茄子 スーツケースの渡り鳥(高坂希太郎、2007)

ロードレース「ジャパンカップ」が舞台のアニメ。
黒田硫黄の原作は、トレードチームのアシストレーサーの生活を描いた短編。映画はこの原作に、ある伝説のレーサーの死と日本人のボランティアとの交流をエピソードとして付け加えている。
伝説のレーサー、モデルはマルコ・パンターニなんだろうけど、キャラ的には別の人物だろう。作品中のこのレーサーは登場人物の一人に目を掛け一緒に練習する面倒見のよい先輩。パンターニには他人を寄せ付けない孤高の人のイメージがある。会ったことはないので本当はどうだか知らないけど。山岳ステージでの圧倒的な強さ。88年のダブルツール。ドーピング疑惑。コカイン常用による死。メディアで紹介されているパンターニの生き様は、自転車レーサーとしては悲惨かつ壮絶だった。

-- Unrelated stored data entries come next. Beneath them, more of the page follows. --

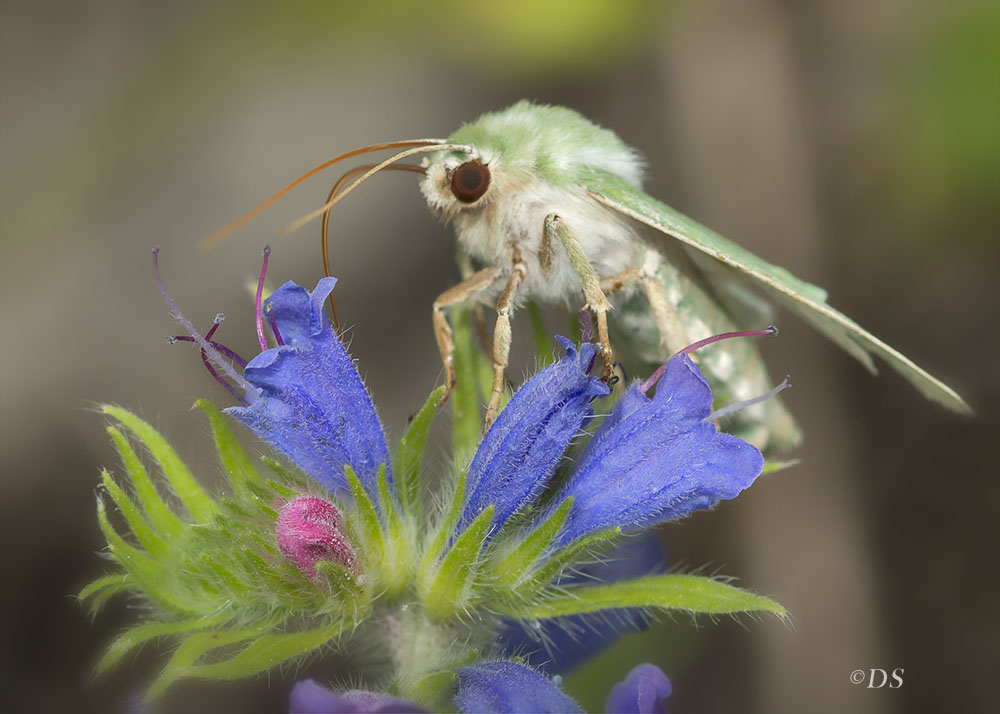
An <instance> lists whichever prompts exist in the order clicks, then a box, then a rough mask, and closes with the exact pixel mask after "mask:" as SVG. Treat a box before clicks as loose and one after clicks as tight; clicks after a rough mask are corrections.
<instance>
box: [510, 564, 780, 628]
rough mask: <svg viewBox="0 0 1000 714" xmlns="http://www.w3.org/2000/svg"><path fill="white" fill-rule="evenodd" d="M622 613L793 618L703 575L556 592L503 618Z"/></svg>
mask: <svg viewBox="0 0 1000 714" xmlns="http://www.w3.org/2000/svg"><path fill="white" fill-rule="evenodd" d="M618 608H650V609H654V610H683V611H686V612H690V613H695V614H697V613H704V614H710V615H723V614H737V613H744V612H746V613H754V612H768V613H771V614H773V615H776V616H778V617H779V618H782V619H784V618H786V617H787V615H788V613H787V612H786V611H785V608H783V607H782V606H781V605H779V604H778V603H777V602H775V601H774V600H771V599H770V598H767V597H764V596H763V595H757V594H756V593H752V592H750V591H748V590H743V589H741V588H737V587H735V586H733V585H729V584H727V583H724V582H722V581H720V580H716V579H713V578H707V577H703V576H700V575H648V576H646V577H642V578H636V579H634V580H625V581H622V582H618V583H610V584H606V585H589V586H577V587H568V588H562V589H560V590H558V591H555V590H553V591H552V592H551V593H548V594H547V597H545V598H544V599H537V600H535V601H534V602H530V603H529V602H523V603H521V604H518V605H513V606H511V607H509V608H508V609H507V610H505V611H504V613H503V614H505V615H508V616H512V617H518V618H522V619H548V618H553V617H566V616H569V615H582V614H586V613H591V612H597V611H599V610H609V609H618Z"/></svg>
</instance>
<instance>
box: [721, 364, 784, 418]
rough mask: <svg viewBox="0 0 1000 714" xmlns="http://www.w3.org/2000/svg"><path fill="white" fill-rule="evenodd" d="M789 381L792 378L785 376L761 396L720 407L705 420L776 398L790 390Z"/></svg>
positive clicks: (727, 404) (725, 415) (761, 394)
mask: <svg viewBox="0 0 1000 714" xmlns="http://www.w3.org/2000/svg"><path fill="white" fill-rule="evenodd" d="M791 379H792V376H791V375H790V374H786V375H785V378H784V379H783V380H781V384H779V385H778V386H776V387H775V388H774V389H772V390H771V391H769V392H765V393H764V394H761V395H760V396H759V397H754V398H753V399H747V400H745V401H742V402H736V403H734V404H727V405H726V406H724V407H722V408H721V409H716V410H715V411H714V412H712V413H711V414H709V415H708V416H707V417H706V418H707V419H711V420H718V419H719V418H721V417H724V416H726V415H727V414H732V413H733V412H738V411H739V410H740V409H746V408H747V407H752V406H753V405H754V404H758V403H759V402H763V401H764V400H765V399H770V398H771V397H773V396H776V395H777V394H778V393H779V392H783V391H785V390H786V389H791V388H792V382H791Z"/></svg>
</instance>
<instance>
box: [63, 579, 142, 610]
mask: <svg viewBox="0 0 1000 714" xmlns="http://www.w3.org/2000/svg"><path fill="white" fill-rule="evenodd" d="M131 586H132V582H131V578H130V577H129V576H128V575H127V574H126V573H113V574H111V575H105V576H104V577H101V578H98V579H97V580H94V581H93V582H91V583H88V584H87V585H86V586H85V587H84V588H83V590H81V591H80V592H79V594H78V595H77V596H76V597H77V599H79V600H80V601H81V602H82V601H84V600H90V611H91V612H97V611H98V610H100V609H101V608H102V607H103V606H104V603H106V602H107V601H108V600H110V599H111V598H113V597H114V596H115V595H117V594H118V593H120V592H124V591H125V590H128V589H129V587H131Z"/></svg>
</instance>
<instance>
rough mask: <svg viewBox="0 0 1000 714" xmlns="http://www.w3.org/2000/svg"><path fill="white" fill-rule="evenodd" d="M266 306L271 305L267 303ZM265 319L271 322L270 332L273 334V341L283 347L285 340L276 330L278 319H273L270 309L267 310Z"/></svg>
mask: <svg viewBox="0 0 1000 714" xmlns="http://www.w3.org/2000/svg"><path fill="white" fill-rule="evenodd" d="M267 307H268V308H270V307H271V303H268V304H267ZM267 319H268V322H269V323H270V324H271V334H272V335H274V341H275V342H277V343H278V347H283V346H284V344H285V341H284V340H283V339H281V333H280V332H278V321H277V320H275V319H274V315H272V314H271V311H270V309H269V310H268V311H267Z"/></svg>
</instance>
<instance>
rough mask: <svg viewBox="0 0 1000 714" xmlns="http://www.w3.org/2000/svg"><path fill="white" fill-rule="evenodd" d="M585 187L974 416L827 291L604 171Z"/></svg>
mask: <svg viewBox="0 0 1000 714" xmlns="http://www.w3.org/2000/svg"><path fill="white" fill-rule="evenodd" d="M581 185H582V187H583V188H584V189H586V190H587V192H588V193H589V194H590V195H591V196H592V197H593V198H594V199H596V200H597V201H599V202H600V203H602V204H604V205H605V206H607V207H608V208H611V209H613V210H615V211H618V212H619V213H622V214H624V215H626V216H628V217H630V218H633V219H635V220H637V221H639V222H640V223H644V224H646V225H647V226H650V227H652V228H654V229H656V230H658V231H660V232H662V233H665V234H667V235H669V236H672V237H674V238H676V239H677V240H679V241H681V242H683V243H685V244H686V245H688V246H691V247H692V248H694V249H695V250H698V251H700V252H702V253H704V254H705V255H708V256H710V257H712V258H715V259H716V260H718V261H720V262H721V263H723V264H725V265H727V266H729V267H731V268H733V269H735V270H736V271H738V272H739V273H740V274H741V275H743V276H744V277H746V278H749V279H751V281H752V282H753V284H754V285H756V286H758V287H759V288H760V289H761V290H763V291H764V292H765V293H766V294H767V295H768V296H769V297H771V298H774V299H775V300H776V301H777V302H778V303H780V304H782V305H784V306H786V307H787V308H788V309H790V310H791V311H792V312H794V313H796V314H797V315H799V317H801V318H802V319H803V320H805V321H806V322H808V323H809V324H810V325H812V326H813V327H815V328H816V329H817V330H819V331H820V332H822V333H823V334H824V335H826V336H827V337H828V338H830V339H831V340H833V341H834V342H835V343H837V344H838V345H840V347H842V348H843V349H844V350H846V351H847V352H848V353H850V354H851V355H852V356H853V357H855V358H856V359H857V360H859V361H860V362H861V363H862V364H864V365H865V367H867V368H868V369H869V371H871V372H873V373H875V372H877V370H876V368H875V364H874V362H873V361H872V358H871V355H877V356H878V357H881V358H882V359H884V360H885V361H886V362H888V363H889V365H890V366H891V367H892V368H893V369H895V370H896V371H897V372H899V373H900V374H901V375H903V376H904V377H905V378H906V379H908V380H909V381H910V382H911V383H912V384H913V385H914V386H915V387H916V388H917V389H918V390H920V392H921V393H922V394H923V395H924V396H925V397H927V398H928V399H932V400H934V401H936V402H938V403H939V404H942V405H944V406H945V407H947V408H948V409H951V410H952V411H955V412H959V413H961V414H971V413H972V410H971V409H970V408H969V406H968V404H966V403H965V401H964V400H963V399H962V398H961V397H960V396H959V395H958V394H957V393H956V392H955V391H954V390H953V389H951V388H950V387H949V386H948V385H946V384H944V383H943V382H941V381H940V380H938V379H936V378H935V377H933V376H931V375H930V374H928V373H927V372H926V371H925V370H923V369H921V368H920V367H918V366H917V365H916V364H914V363H913V361H912V360H910V359H909V358H907V357H905V356H904V355H902V354H900V353H899V352H898V351H896V350H895V349H893V348H892V347H890V346H889V345H887V344H885V343H884V342H882V341H881V340H880V339H878V338H877V337H875V336H874V335H873V334H871V333H870V332H868V331H867V330H865V329H864V328H863V327H861V326H860V325H858V324H857V323H856V322H854V321H853V320H851V319H850V318H849V317H847V316H846V315H844V314H843V313H841V312H838V311H837V310H834V309H833V308H832V307H830V306H829V305H828V304H827V302H826V291H824V290H823V289H822V288H819V287H817V286H815V285H811V284H810V283H807V282H805V281H803V280H800V279H799V278H797V277H795V276H794V275H792V274H791V273H789V272H788V271H787V270H785V269H784V268H780V267H778V266H776V265H772V264H771V263H768V262H767V261H765V260H762V259H761V258H759V257H757V256H756V255H754V254H753V253H751V252H750V251H748V250H746V249H745V248H741V247H740V246H738V245H737V244H736V243H733V242H732V241H730V240H728V239H726V238H723V237H722V236H720V235H719V234H718V233H716V232H715V231H713V230H711V229H709V228H706V227H705V226H703V225H701V224H700V223H698V222H697V221H694V220H692V219H690V218H688V217H687V216H685V215H684V214H682V213H680V212H679V211H677V210H675V209H673V208H671V207H670V206H668V205H667V204H665V203H663V202H661V201H657V200H656V199H655V198H653V197H651V196H648V195H646V194H645V193H643V192H642V191H638V190H636V189H635V188H633V187H631V186H629V185H628V184H627V183H625V182H624V181H622V180H621V179H619V178H618V177H616V176H614V175H613V174H610V173H608V172H606V171H601V170H598V169H588V170H586V171H585V172H584V173H583V175H582V176H581Z"/></svg>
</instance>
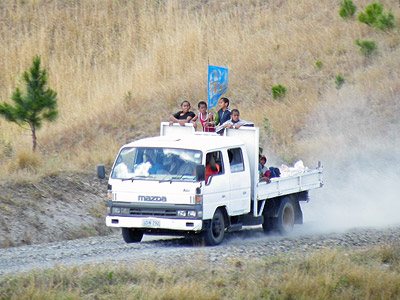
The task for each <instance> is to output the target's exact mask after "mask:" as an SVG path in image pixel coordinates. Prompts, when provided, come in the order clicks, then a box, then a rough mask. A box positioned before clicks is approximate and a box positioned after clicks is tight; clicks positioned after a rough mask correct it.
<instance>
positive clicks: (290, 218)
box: [273, 197, 295, 235]
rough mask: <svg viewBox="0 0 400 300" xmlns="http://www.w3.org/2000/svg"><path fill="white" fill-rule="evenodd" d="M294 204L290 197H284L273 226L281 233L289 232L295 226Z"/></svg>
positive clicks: (282, 200) (274, 221)
mask: <svg viewBox="0 0 400 300" xmlns="http://www.w3.org/2000/svg"><path fill="white" fill-rule="evenodd" d="M294 218H295V215H294V206H293V203H292V200H291V199H290V198H289V197H285V198H283V199H282V201H281V204H280V206H279V210H278V217H277V218H274V219H273V227H274V229H276V230H278V231H279V233H280V234H282V235H285V234H289V233H290V232H292V230H293V226H294Z"/></svg>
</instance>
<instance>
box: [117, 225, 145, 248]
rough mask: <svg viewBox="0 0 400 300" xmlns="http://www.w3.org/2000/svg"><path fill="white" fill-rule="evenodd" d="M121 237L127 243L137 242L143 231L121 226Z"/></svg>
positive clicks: (137, 242)
mask: <svg viewBox="0 0 400 300" xmlns="http://www.w3.org/2000/svg"><path fill="white" fill-rule="evenodd" d="M122 237H123V238H124V241H125V242H126V243H128V244H130V243H139V242H140V241H141V240H142V238H143V231H139V230H136V229H132V228H122Z"/></svg>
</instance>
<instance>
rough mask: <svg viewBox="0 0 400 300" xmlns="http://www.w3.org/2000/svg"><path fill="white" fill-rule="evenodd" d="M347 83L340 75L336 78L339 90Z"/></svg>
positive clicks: (335, 83)
mask: <svg viewBox="0 0 400 300" xmlns="http://www.w3.org/2000/svg"><path fill="white" fill-rule="evenodd" d="M345 81H346V80H345V79H344V78H343V77H342V76H340V75H338V76H336V77H335V84H336V88H337V89H338V90H339V89H340V88H341V87H342V85H343V84H344V83H345Z"/></svg>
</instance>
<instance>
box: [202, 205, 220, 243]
mask: <svg viewBox="0 0 400 300" xmlns="http://www.w3.org/2000/svg"><path fill="white" fill-rule="evenodd" d="M224 235H225V220H224V215H223V214H222V212H221V210H219V209H217V211H216V212H215V213H214V216H213V218H212V220H211V224H210V227H209V228H208V229H207V230H206V231H204V232H203V240H204V242H205V244H206V245H207V246H215V245H219V244H220V243H221V242H222V240H223V239H224Z"/></svg>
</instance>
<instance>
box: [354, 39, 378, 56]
mask: <svg viewBox="0 0 400 300" xmlns="http://www.w3.org/2000/svg"><path fill="white" fill-rule="evenodd" d="M356 45H357V46H359V47H360V52H361V54H362V55H364V56H365V57H369V56H371V55H372V54H373V53H374V52H376V50H377V47H376V43H375V42H374V41H361V42H360V41H359V40H356Z"/></svg>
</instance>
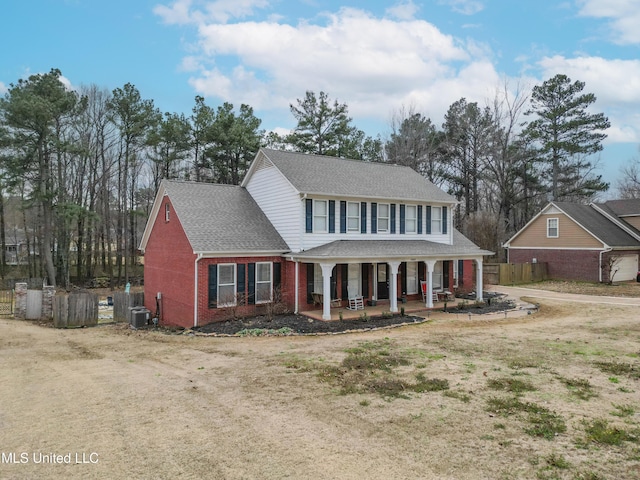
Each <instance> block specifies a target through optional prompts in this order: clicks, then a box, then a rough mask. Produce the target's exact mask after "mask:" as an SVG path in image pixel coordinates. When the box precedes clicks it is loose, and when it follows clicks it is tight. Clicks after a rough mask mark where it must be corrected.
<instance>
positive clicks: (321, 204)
mask: <svg viewBox="0 0 640 480" xmlns="http://www.w3.org/2000/svg"><path fill="white" fill-rule="evenodd" d="M328 217H329V208H328V207H327V201H326V200H314V201H313V232H314V233H327V230H328V225H329V219H328Z"/></svg>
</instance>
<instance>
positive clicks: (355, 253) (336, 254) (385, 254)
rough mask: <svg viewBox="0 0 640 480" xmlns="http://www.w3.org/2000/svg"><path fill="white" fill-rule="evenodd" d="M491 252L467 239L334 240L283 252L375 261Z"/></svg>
mask: <svg viewBox="0 0 640 480" xmlns="http://www.w3.org/2000/svg"><path fill="white" fill-rule="evenodd" d="M492 254H493V252H490V251H488V250H482V249H481V248H479V247H478V246H476V245H474V244H473V243H471V242H468V241H467V242H460V243H454V244H453V245H446V244H443V243H436V242H429V241H427V240H336V241H334V242H331V243H327V244H325V245H321V246H319V247H315V248H311V249H309V250H306V251H303V252H298V253H291V254H287V256H288V257H291V258H293V259H294V260H300V261H303V262H309V261H320V262H321V261H339V260H341V261H345V260H354V261H359V262H366V261H371V262H377V261H380V259H390V260H401V261H407V260H409V261H416V260H428V259H432V260H433V259H442V258H445V259H470V258H474V259H475V258H478V257H482V256H483V255H492Z"/></svg>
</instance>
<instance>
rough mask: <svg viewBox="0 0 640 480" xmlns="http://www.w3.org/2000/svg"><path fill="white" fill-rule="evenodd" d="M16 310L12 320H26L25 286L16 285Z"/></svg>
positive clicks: (25, 290)
mask: <svg viewBox="0 0 640 480" xmlns="http://www.w3.org/2000/svg"><path fill="white" fill-rule="evenodd" d="M15 292H16V310H15V313H14V318H16V319H18V320H24V319H25V318H27V284H26V283H16V286H15Z"/></svg>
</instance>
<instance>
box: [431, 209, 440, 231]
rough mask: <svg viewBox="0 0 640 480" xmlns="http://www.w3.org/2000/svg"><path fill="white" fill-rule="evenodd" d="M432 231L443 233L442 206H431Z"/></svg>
mask: <svg viewBox="0 0 640 480" xmlns="http://www.w3.org/2000/svg"><path fill="white" fill-rule="evenodd" d="M431 233H442V207H431Z"/></svg>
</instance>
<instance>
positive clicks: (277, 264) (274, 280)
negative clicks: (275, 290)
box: [273, 262, 282, 290]
mask: <svg viewBox="0 0 640 480" xmlns="http://www.w3.org/2000/svg"><path fill="white" fill-rule="evenodd" d="M281 284H282V264H281V263H280V262H277V263H274V264H273V289H274V290H275V289H276V288H280V285H281Z"/></svg>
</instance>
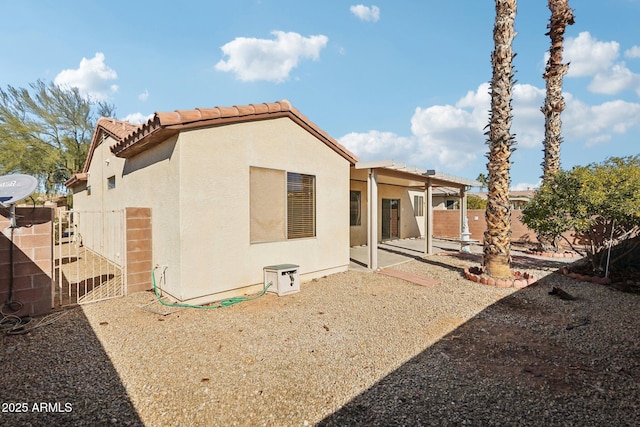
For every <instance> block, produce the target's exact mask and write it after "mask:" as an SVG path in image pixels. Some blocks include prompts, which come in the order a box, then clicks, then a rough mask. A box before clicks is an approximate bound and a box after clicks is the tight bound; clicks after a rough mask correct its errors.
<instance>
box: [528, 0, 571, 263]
mask: <svg viewBox="0 0 640 427" xmlns="http://www.w3.org/2000/svg"><path fill="white" fill-rule="evenodd" d="M548 5H549V10H550V11H551V19H550V20H549V25H547V28H549V32H548V33H547V34H546V35H547V36H549V37H550V39H551V47H550V49H549V60H548V61H547V67H546V70H545V73H544V75H543V77H544V79H545V81H546V89H547V94H546V98H545V101H544V106H543V107H542V108H541V109H540V110H541V111H542V114H544V119H545V120H544V143H543V145H544V161H543V162H542V173H543V175H542V179H543V180H545V181H547V180H548V179H549V178H550V177H551V176H552V175H553V174H555V173H556V172H558V171H559V170H560V144H561V143H562V120H561V119H560V115H561V114H562V111H563V110H564V108H565V103H564V98H563V97H562V78H563V77H564V75H565V74H566V73H567V70H568V69H569V64H563V63H562V49H563V43H564V32H565V30H566V28H567V25H573V23H574V18H573V10H571V8H570V7H569V0H549V3H548ZM537 239H538V249H539V250H540V251H542V252H557V250H558V236H548V235H541V234H539V235H538V236H537Z"/></svg>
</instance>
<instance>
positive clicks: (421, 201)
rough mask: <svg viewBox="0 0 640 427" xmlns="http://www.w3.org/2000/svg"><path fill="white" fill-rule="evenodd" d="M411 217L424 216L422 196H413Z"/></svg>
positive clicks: (423, 199)
mask: <svg viewBox="0 0 640 427" xmlns="http://www.w3.org/2000/svg"><path fill="white" fill-rule="evenodd" d="M413 215H414V216H424V196H413Z"/></svg>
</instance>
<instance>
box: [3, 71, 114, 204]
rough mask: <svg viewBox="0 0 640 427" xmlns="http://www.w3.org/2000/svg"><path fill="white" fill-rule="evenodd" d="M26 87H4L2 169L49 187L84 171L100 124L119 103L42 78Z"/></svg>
mask: <svg viewBox="0 0 640 427" xmlns="http://www.w3.org/2000/svg"><path fill="white" fill-rule="evenodd" d="M29 87H30V90H29V89H26V88H15V87H12V86H8V87H7V88H6V90H3V89H0V174H8V173H14V172H20V173H25V174H28V175H33V176H35V177H37V178H38V179H39V180H40V182H41V183H42V185H43V186H44V189H45V191H47V192H53V191H56V190H58V191H59V190H62V188H63V186H62V184H63V183H64V182H65V181H66V180H67V179H69V178H70V177H71V176H72V175H73V174H74V173H78V172H80V171H81V170H82V167H83V165H84V161H85V159H86V156H87V151H88V149H89V145H90V143H91V137H92V134H93V131H94V128H95V123H96V121H97V119H98V118H99V117H100V116H112V115H113V114H114V112H115V108H114V107H113V106H112V105H109V104H106V103H104V102H94V101H92V100H90V99H86V98H83V97H82V96H81V95H80V93H79V91H78V89H77V88H71V89H65V88H61V87H59V86H57V85H55V84H53V83H50V84H46V83H45V82H43V81H42V80H38V81H37V82H36V83H32V84H30V85H29Z"/></svg>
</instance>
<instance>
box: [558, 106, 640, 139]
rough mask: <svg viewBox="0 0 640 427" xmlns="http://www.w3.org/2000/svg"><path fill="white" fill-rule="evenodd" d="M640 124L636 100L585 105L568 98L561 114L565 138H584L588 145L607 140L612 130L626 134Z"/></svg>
mask: <svg viewBox="0 0 640 427" xmlns="http://www.w3.org/2000/svg"><path fill="white" fill-rule="evenodd" d="M639 125H640V104H639V103H633V102H627V101H622V100H615V101H610V102H605V103H602V104H600V105H587V104H585V103H583V102H581V101H578V100H574V99H572V97H567V109H566V110H565V112H564V115H563V133H564V134H565V138H569V139H573V140H579V141H585V143H586V145H587V146H592V145H596V144H601V143H604V142H608V141H610V140H611V139H612V135H613V134H614V133H618V134H622V133H626V132H627V131H628V130H629V129H631V128H633V127H635V126H639Z"/></svg>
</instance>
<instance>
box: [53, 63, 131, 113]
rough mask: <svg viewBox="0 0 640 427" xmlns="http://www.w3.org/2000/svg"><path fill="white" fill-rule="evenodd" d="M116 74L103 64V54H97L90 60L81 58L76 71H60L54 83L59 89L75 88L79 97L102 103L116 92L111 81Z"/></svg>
mask: <svg viewBox="0 0 640 427" xmlns="http://www.w3.org/2000/svg"><path fill="white" fill-rule="evenodd" d="M117 78H118V74H117V73H116V72H115V71H114V70H113V69H111V68H109V66H107V65H106V64H105V63H104V54H103V53H102V52H97V53H96V54H95V56H94V57H93V58H91V59H87V58H82V60H81V61H80V66H79V67H78V68H77V69H75V70H74V69H68V70H63V71H61V72H60V73H59V74H58V75H57V76H56V77H55V79H54V83H55V84H56V85H58V86H61V87H76V88H78V90H79V92H80V94H81V95H83V96H86V97H90V98H91V99H93V100H96V101H104V100H106V99H108V98H109V96H110V95H111V94H113V93H115V92H117V90H118V86H117V85H115V84H112V81H114V80H116V79H117Z"/></svg>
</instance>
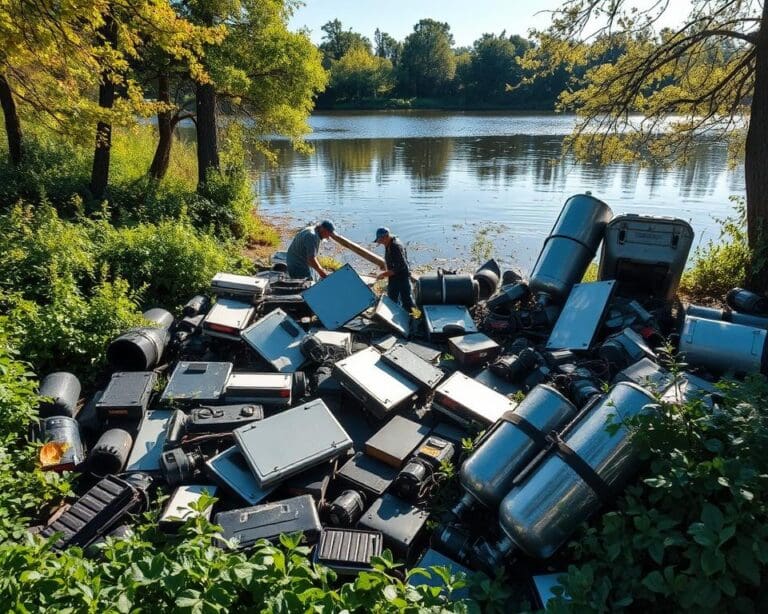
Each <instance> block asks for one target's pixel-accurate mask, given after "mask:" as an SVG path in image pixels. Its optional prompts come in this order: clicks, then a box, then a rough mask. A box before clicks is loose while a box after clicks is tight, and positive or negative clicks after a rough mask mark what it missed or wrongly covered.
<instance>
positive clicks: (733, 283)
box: [680, 204, 751, 300]
mask: <svg viewBox="0 0 768 614" xmlns="http://www.w3.org/2000/svg"><path fill="white" fill-rule="evenodd" d="M750 256H751V252H750V249H749V245H748V243H747V229H746V209H745V207H744V205H743V204H741V205H739V206H737V213H736V215H735V216H734V217H729V218H726V219H724V220H721V232H720V238H719V239H718V241H709V242H708V243H707V244H706V245H705V246H704V247H699V248H697V249H696V251H695V252H694V256H693V266H692V267H691V268H690V269H689V270H688V271H686V272H685V274H684V275H683V279H682V282H681V284H680V290H681V292H682V293H683V294H685V295H686V296H688V297H689V298H690V299H692V300H707V299H715V300H722V299H723V297H724V296H725V294H726V293H727V292H728V290H730V289H731V288H733V287H735V286H742V285H744V282H745V280H746V277H747V273H748V271H749V269H748V267H749V262H750Z"/></svg>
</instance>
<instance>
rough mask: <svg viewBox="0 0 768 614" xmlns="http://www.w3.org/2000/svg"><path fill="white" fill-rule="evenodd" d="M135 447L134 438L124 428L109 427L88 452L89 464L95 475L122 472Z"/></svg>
mask: <svg viewBox="0 0 768 614" xmlns="http://www.w3.org/2000/svg"><path fill="white" fill-rule="evenodd" d="M132 447H133V438H132V437H131V434H130V433H129V432H128V431H124V430H123V429H109V430H108V431H106V432H105V433H104V434H103V435H102V436H101V437H99V441H97V442H96V445H95V446H93V448H92V449H91V452H90V454H88V466H89V469H90V471H91V473H93V474H94V475H97V476H103V475H107V474H110V473H120V471H122V470H123V467H125V463H126V462H128V455H129V454H130V453H131V448H132Z"/></svg>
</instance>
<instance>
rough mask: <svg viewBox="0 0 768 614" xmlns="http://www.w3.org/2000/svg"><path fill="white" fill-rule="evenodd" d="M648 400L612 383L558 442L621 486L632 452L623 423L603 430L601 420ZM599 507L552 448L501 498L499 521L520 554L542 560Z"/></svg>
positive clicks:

監督の高坂さん自身が自転車乗りのためか、描写はリアル。アタックを掛ける時のオンボードカメラ風シーンや変速してチェーンがスプロケの上を滑っていくシーンなど、過剰なまでに作り込まれてる印象。今時のアニメらしくCGも結構使ってる。
高坂さんとは一度走ったことがある。いや、一度じゃなく一瞬。奥多摩周回道路を登ってるとき、抜かれました。T-Mobileカラーのピナレロ?に乗ってた…と思う。なんせ一瞬にして抜かれ、付くこともできなかったので実はよく覚えていないのでした。